Re:It has to be said...

[perrin_harkins]

Operator overloading is a very rarely used feature. I've never seen anyone use it for anything more than improving the string representation of objects. Good code doesn't do things like that when they aren't necessary.

There's no point in talking about all the ways people could intentionally obscure their code. Good coders who intend to write readable code have no problem doing so in Perl.

PHP 4.3.2 Release Summary

[dananderson]

Major changes, from the release Announcement:

• Fixes several potentially hazardous integer and buffer overflows.
• Fixes for several 64-bit problems.
• New Apache 2.0 SAPI module (sapi/apache2handler, enabled with --with-apxs2).
• New session_regenerate_id() function. (Important feature against malicious session planting).
• Improvements to dba extension.
• Improvements to thttpd SAPI module.
• Dropped support for GDLIB version 1.x.x (php_gd.dll) on Windows.
• An unix man page for CLI version of PHP.
• New "disable_classes" php.ini option to allow administrators to disable certain classes for security reasons.

python

[Alpha_Nerd]

Everyone's favourite scripting language ;-)

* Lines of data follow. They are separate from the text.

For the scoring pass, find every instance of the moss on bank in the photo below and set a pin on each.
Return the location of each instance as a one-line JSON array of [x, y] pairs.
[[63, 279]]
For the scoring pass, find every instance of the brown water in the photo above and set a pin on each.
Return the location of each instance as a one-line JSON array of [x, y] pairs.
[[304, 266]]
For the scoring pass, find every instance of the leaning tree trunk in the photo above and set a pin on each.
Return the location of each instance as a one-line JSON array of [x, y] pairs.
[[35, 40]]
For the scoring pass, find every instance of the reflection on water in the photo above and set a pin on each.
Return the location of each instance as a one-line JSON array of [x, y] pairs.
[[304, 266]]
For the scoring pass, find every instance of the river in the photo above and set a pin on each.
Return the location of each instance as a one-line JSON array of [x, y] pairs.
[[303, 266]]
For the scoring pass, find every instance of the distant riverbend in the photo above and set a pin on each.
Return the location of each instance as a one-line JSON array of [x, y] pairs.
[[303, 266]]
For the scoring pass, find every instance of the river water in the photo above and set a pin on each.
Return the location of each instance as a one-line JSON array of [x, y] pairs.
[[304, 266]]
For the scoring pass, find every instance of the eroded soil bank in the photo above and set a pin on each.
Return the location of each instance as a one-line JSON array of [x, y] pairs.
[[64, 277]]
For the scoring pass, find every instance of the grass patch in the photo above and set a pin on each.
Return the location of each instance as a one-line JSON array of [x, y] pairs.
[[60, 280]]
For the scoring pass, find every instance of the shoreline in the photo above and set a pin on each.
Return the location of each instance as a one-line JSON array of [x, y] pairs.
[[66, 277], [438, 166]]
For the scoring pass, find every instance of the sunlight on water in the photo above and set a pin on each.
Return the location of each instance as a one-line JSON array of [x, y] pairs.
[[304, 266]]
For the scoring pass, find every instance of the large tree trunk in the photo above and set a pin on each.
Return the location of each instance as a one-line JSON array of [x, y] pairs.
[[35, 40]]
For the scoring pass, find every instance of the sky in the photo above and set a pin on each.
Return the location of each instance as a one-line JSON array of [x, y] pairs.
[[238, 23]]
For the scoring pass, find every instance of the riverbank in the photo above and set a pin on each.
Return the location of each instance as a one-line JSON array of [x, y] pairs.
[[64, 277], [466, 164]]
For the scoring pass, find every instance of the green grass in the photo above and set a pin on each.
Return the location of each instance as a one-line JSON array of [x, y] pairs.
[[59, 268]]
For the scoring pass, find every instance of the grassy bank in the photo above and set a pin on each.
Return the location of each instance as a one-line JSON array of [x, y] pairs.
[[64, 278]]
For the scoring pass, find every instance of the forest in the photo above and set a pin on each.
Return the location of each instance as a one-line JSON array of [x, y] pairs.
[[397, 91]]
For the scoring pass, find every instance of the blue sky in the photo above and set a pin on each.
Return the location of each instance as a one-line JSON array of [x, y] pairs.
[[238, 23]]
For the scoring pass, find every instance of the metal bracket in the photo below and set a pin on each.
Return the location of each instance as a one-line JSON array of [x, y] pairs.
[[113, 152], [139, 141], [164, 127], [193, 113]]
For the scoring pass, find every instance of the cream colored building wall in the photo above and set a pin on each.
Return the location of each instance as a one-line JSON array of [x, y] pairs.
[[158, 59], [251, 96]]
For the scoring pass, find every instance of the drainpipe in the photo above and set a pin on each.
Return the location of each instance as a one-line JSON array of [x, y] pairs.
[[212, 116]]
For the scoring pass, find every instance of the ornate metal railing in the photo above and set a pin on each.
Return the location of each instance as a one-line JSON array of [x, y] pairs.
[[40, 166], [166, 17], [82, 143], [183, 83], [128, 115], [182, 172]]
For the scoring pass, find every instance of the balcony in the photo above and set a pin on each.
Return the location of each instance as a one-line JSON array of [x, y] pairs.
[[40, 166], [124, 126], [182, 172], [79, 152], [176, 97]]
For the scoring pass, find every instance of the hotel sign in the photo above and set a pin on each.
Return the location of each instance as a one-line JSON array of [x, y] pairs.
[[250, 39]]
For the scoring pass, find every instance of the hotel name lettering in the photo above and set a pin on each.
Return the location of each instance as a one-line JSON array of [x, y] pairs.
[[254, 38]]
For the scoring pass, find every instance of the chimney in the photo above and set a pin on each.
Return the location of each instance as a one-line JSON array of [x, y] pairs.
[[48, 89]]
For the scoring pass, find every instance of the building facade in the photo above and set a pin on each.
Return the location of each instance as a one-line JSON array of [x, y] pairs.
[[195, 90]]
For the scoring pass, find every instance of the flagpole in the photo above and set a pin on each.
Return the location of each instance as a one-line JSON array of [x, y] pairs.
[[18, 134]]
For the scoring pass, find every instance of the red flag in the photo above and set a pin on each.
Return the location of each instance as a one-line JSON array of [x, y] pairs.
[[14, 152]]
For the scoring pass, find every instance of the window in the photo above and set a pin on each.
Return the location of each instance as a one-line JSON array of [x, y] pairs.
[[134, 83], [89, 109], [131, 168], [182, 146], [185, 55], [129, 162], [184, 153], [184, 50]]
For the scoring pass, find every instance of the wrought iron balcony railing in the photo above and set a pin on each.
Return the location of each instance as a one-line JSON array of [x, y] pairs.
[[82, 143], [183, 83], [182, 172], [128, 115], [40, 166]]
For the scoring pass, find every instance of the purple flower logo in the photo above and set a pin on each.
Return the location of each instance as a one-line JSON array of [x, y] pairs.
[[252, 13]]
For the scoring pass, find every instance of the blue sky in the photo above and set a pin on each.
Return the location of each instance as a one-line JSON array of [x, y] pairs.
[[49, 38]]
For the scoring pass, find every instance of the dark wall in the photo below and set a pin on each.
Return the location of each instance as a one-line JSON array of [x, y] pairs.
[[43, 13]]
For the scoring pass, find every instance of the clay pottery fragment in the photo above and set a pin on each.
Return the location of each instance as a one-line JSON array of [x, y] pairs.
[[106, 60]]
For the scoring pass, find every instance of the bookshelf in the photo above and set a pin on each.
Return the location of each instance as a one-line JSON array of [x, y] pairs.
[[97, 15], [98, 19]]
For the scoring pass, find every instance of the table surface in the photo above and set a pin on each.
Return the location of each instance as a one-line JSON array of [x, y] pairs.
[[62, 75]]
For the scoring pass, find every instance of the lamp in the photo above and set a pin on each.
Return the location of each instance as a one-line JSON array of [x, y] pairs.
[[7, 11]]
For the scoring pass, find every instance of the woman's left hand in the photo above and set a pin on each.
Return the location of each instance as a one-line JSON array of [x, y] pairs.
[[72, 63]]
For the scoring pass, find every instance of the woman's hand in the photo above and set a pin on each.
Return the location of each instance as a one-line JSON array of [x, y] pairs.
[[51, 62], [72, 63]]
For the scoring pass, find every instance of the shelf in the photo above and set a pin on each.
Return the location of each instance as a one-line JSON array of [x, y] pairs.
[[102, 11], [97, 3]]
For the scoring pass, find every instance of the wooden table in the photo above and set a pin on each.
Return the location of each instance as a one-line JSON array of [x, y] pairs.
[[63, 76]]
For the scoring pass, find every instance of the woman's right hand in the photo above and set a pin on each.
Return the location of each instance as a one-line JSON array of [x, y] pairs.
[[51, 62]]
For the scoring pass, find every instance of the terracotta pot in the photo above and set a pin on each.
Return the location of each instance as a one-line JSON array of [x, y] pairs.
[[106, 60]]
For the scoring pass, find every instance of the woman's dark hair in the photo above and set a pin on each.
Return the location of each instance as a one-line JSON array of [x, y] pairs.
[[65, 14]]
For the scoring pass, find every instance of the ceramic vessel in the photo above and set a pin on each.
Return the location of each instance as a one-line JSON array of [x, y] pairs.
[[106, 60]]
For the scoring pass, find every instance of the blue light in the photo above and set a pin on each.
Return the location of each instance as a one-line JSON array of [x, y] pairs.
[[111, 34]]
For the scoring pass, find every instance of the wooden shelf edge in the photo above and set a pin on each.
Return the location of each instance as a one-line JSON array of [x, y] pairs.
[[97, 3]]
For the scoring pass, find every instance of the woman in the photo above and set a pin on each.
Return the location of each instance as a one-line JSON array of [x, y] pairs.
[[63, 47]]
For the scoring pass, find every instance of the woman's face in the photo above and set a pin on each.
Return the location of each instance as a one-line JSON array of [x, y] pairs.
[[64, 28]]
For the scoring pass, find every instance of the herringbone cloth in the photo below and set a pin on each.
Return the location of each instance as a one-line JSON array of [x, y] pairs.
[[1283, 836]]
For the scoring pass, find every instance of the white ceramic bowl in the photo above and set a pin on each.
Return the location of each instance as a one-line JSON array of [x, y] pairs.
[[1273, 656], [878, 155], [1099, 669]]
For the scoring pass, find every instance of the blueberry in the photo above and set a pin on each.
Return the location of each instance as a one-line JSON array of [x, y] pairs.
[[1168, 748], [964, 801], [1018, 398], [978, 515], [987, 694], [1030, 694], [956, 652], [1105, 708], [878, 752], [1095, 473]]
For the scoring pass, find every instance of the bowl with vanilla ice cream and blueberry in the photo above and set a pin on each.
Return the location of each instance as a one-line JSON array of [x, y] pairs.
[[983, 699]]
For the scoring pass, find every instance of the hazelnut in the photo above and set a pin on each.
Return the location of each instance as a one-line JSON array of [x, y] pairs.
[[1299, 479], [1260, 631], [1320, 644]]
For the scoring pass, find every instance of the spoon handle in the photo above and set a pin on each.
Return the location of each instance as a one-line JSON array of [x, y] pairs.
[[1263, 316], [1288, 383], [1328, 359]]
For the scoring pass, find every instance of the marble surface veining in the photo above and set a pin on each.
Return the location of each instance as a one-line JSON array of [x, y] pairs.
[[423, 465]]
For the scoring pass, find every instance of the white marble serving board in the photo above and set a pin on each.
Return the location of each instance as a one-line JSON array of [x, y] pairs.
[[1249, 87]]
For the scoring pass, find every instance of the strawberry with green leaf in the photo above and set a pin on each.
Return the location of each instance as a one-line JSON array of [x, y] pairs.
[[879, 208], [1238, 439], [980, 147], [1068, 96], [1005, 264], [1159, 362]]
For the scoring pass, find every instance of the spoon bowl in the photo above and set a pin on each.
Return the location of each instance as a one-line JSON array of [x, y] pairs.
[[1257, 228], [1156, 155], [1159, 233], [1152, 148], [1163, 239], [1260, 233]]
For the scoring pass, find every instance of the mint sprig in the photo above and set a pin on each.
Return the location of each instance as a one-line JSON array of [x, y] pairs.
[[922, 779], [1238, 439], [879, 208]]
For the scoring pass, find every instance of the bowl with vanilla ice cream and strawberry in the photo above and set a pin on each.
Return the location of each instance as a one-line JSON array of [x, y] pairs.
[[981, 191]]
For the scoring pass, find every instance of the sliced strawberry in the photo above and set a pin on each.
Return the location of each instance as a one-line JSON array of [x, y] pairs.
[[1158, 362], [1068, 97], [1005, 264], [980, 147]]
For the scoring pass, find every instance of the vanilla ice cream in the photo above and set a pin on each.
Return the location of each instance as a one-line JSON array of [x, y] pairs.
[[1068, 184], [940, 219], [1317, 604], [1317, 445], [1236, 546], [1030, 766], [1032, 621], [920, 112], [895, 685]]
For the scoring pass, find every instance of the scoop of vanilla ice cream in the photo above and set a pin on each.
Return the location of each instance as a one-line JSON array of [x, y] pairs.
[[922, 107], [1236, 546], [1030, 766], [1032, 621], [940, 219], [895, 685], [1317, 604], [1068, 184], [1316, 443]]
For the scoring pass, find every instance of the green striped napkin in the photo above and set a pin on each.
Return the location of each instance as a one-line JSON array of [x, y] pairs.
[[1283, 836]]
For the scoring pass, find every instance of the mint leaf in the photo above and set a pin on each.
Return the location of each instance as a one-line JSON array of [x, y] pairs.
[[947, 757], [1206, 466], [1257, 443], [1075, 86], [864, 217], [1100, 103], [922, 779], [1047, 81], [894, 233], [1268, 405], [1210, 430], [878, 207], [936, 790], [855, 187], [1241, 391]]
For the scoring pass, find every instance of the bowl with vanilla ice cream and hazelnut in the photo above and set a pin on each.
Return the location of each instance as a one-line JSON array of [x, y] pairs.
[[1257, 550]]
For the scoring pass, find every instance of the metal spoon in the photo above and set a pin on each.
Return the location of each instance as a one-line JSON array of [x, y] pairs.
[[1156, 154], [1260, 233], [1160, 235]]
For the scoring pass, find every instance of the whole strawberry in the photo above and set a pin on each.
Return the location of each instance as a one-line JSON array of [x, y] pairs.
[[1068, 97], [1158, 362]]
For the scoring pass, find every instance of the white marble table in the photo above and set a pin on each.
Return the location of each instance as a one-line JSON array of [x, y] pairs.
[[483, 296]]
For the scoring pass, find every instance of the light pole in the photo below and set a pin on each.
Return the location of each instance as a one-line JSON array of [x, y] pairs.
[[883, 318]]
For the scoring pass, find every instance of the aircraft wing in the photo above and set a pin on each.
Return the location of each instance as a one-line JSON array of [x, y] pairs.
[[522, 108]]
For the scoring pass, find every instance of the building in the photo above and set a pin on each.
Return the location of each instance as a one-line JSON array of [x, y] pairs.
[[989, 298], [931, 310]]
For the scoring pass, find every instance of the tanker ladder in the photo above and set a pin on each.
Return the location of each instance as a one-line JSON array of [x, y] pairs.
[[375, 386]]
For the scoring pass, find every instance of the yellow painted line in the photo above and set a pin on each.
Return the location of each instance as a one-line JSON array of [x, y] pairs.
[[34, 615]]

I use Python you insensitive clod!

Re:It has to be said...

[Vajsvarana]

Sorry... I've tried to write obfuscated code in both language, and you can believe me when I say that there is NO WAY, no matter how hard you try, to make a badly written PHP script less readable than a not-much-badly written Perl one.

SQL Injection example from PostNuke

[brlewis]

PostNuke security alert due to SQL Injection

Everyone's favourite scripting language?

yeah right. And Linux is the best OS in the world.

Nice try.

JSP/Java blows away both PHP and ASP.